Со временем бомбардировка ослабевает и люди осторожно выходят из затхлых больничных помещений, чтобы погреться на солнышке. Марыся, поминутно глядя на мобильный телефон, рассчитывает на восстановление связи.
– Не нужно нервничать, – сдерживает Рашид ее порывы. – Как только подключат, Муаид первым позвонит.
– Знаю, но я беспокоюсь также о маме.
– Ну да, а у меня нет уже ни сил, ни времени на беспокойство, – признается молодой человек. – Я даже забыл о трагедии, которая меня постигла. Я уже не вспоминаю образы, какие стояли у меня перед глазами и днем, и ночью. Кошмар медленно отдаляется и исчезает.
– Это уже воспоминание, – говорит Марыся и нежно гладит его по щеке. – Не стоит к этому возвращаться и погружаться в боль. Иначе можно впасть в такую же депрессию, как твоя мама. А жить нужно дальше, так уж положено.
– Ты права, но это легко говорить.
– В моей жизни тоже были потери. Я утратила любимых и дорогих мне людей. Малика, бабушка… Так уж случилось, что на моих глазах мина разорвала мою ближайшую подругу Лейлу. Это было страшно, но дальнейшие бурные события послужили тому, что образ ее изуродованного лица постепенно стирается из моей памяти, а сердце уже не так болит.

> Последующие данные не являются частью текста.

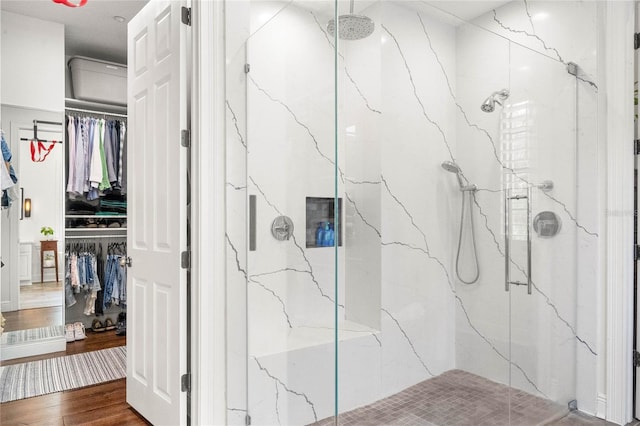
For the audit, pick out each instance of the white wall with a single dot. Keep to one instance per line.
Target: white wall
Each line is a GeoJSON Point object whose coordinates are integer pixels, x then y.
{"type": "Point", "coordinates": [32, 63]}
{"type": "Point", "coordinates": [553, 331]}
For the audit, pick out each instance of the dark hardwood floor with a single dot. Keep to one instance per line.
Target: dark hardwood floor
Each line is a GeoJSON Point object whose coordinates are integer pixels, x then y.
{"type": "Point", "coordinates": [103, 404]}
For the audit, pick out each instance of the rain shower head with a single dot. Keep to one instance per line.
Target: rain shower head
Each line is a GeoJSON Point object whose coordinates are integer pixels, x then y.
{"type": "Point", "coordinates": [489, 104]}
{"type": "Point", "coordinates": [452, 167]}
{"type": "Point", "coordinates": [351, 27]}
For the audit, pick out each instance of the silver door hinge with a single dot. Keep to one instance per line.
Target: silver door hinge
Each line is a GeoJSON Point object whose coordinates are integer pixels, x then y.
{"type": "Point", "coordinates": [185, 259]}
{"type": "Point", "coordinates": [185, 382]}
{"type": "Point", "coordinates": [185, 138]}
{"type": "Point", "coordinates": [186, 15]}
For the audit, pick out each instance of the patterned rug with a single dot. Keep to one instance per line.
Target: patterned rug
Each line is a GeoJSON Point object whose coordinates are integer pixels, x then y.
{"type": "Point", "coordinates": [37, 378]}
{"type": "Point", "coordinates": [21, 336]}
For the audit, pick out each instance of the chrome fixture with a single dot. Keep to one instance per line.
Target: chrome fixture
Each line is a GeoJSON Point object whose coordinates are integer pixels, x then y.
{"type": "Point", "coordinates": [452, 167]}
{"type": "Point", "coordinates": [489, 104]}
{"type": "Point", "coordinates": [507, 239]}
{"type": "Point", "coordinates": [351, 27]}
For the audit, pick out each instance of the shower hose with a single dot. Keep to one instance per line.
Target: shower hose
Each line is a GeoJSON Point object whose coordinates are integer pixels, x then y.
{"type": "Point", "coordinates": [473, 239]}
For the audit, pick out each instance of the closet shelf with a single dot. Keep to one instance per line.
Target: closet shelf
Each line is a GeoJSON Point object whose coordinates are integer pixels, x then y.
{"type": "Point", "coordinates": [95, 229]}
{"type": "Point", "coordinates": [93, 216]}
{"type": "Point", "coordinates": [95, 107]}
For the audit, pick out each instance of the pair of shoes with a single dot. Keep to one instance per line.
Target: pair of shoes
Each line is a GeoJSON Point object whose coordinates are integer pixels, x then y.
{"type": "Point", "coordinates": [121, 326]}
{"type": "Point", "coordinates": [109, 324]}
{"type": "Point", "coordinates": [74, 331]}
{"type": "Point", "coordinates": [97, 326]}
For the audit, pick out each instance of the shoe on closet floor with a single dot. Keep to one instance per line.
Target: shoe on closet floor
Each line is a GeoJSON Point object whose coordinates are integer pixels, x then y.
{"type": "Point", "coordinates": [69, 333]}
{"type": "Point", "coordinates": [121, 325]}
{"type": "Point", "coordinates": [78, 331]}
{"type": "Point", "coordinates": [97, 326]}
{"type": "Point", "coordinates": [108, 324]}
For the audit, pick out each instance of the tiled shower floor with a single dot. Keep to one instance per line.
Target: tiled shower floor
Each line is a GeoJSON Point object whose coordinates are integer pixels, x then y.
{"type": "Point", "coordinates": [460, 398]}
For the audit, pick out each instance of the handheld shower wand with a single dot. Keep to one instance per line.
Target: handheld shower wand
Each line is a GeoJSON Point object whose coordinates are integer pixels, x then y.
{"type": "Point", "coordinates": [464, 189]}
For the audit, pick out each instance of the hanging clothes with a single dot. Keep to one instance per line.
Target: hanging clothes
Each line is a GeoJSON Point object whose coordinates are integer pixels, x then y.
{"type": "Point", "coordinates": [97, 156]}
{"type": "Point", "coordinates": [82, 275]}
{"type": "Point", "coordinates": [115, 277]}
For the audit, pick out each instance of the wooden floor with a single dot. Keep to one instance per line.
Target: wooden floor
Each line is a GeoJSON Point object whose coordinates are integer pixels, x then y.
{"type": "Point", "coordinates": [103, 404]}
{"type": "Point", "coordinates": [25, 319]}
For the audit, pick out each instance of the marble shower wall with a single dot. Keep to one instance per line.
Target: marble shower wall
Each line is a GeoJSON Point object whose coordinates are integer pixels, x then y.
{"type": "Point", "coordinates": [552, 115]}
{"type": "Point", "coordinates": [408, 98]}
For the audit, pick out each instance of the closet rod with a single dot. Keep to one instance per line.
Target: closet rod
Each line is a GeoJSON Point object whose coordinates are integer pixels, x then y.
{"type": "Point", "coordinates": [112, 114]}
{"type": "Point", "coordinates": [91, 237]}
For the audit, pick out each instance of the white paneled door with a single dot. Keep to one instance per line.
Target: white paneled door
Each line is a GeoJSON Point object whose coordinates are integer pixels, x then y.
{"type": "Point", "coordinates": [156, 283]}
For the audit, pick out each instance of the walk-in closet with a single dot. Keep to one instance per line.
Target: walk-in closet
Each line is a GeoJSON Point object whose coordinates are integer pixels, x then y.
{"type": "Point", "coordinates": [95, 211]}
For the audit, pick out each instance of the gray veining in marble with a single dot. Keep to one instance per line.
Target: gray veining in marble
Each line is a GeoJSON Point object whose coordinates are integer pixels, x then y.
{"type": "Point", "coordinates": [415, 93]}
{"type": "Point", "coordinates": [286, 388]}
{"type": "Point", "coordinates": [404, 333]}
{"type": "Point", "coordinates": [277, 297]}
{"type": "Point", "coordinates": [235, 123]}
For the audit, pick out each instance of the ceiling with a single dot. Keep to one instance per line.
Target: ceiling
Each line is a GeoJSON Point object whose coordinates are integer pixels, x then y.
{"type": "Point", "coordinates": [89, 30]}
{"type": "Point", "coordinates": [92, 31]}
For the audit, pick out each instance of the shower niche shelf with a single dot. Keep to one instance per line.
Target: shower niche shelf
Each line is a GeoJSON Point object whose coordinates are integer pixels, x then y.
{"type": "Point", "coordinates": [320, 214]}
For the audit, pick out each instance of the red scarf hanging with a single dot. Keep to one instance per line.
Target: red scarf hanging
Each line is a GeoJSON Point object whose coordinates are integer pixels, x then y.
{"type": "Point", "coordinates": [39, 155]}
{"type": "Point", "coordinates": [68, 3]}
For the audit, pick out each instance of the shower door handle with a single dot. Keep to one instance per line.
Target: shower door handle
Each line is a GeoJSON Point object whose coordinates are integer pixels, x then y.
{"type": "Point", "coordinates": [507, 240]}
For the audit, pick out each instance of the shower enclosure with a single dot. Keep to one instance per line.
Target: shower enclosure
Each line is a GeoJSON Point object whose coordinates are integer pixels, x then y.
{"type": "Point", "coordinates": [347, 137]}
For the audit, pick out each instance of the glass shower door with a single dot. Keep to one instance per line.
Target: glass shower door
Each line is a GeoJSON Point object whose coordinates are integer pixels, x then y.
{"type": "Point", "coordinates": [548, 141]}
{"type": "Point", "coordinates": [281, 226]}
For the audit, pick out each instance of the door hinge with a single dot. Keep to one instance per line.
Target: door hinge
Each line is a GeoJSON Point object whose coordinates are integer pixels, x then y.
{"type": "Point", "coordinates": [185, 138]}
{"type": "Point", "coordinates": [185, 259]}
{"type": "Point", "coordinates": [186, 15]}
{"type": "Point", "coordinates": [185, 381]}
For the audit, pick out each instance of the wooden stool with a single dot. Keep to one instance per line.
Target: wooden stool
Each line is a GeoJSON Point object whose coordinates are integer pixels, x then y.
{"type": "Point", "coordinates": [48, 245]}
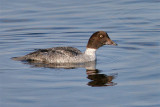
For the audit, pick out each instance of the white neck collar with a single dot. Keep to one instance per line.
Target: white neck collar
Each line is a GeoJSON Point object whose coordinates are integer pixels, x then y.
{"type": "Point", "coordinates": [90, 51]}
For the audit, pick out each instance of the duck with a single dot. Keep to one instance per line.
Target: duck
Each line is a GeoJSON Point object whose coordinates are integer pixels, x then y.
{"type": "Point", "coordinates": [70, 54]}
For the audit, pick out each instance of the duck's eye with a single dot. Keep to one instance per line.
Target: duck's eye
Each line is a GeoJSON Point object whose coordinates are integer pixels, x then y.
{"type": "Point", "coordinates": [101, 36]}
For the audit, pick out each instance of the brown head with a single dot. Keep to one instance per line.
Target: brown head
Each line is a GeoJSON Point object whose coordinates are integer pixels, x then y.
{"type": "Point", "coordinates": [99, 39]}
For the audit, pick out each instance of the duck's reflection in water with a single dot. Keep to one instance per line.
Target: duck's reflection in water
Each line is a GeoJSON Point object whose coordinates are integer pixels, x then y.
{"type": "Point", "coordinates": [99, 80]}
{"type": "Point", "coordinates": [93, 74]}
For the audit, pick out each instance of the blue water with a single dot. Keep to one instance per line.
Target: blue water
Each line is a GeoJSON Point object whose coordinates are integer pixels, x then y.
{"type": "Point", "coordinates": [128, 75]}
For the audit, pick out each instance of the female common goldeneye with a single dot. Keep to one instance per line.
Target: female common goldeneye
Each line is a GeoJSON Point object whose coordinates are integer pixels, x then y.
{"type": "Point", "coordinates": [69, 54]}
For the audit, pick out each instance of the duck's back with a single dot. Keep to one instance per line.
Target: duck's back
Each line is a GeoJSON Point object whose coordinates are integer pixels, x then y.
{"type": "Point", "coordinates": [52, 55]}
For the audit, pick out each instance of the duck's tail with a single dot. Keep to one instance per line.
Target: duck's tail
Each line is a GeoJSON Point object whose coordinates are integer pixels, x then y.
{"type": "Point", "coordinates": [21, 58]}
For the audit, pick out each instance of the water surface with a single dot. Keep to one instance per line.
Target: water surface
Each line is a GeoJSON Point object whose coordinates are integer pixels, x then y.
{"type": "Point", "coordinates": [126, 75]}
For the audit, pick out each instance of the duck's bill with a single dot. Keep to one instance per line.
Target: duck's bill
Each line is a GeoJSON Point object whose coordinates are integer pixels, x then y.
{"type": "Point", "coordinates": [110, 42]}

Время лечит раны, любимый. Только не нужно их расцарапывать.
В эту минуту очень близко от построек раздается взрыв. Парень подскакивает, но кроме пыли, поднявшейся в воздухе, они не видят и не слышат ничего. Никаких самолетов, моторов или свиста и последующего удара. Клинику охватывает паника. Некоторые бегают и суетятся, другие сидят, обнимая от страха колени. Женщины, конечно, визжат. Все ждут очередного удара, но ничего не происходит.
[90] Коран, Сура III, стих 159–160, пер. Йозефа Белявского, PIW, 1986.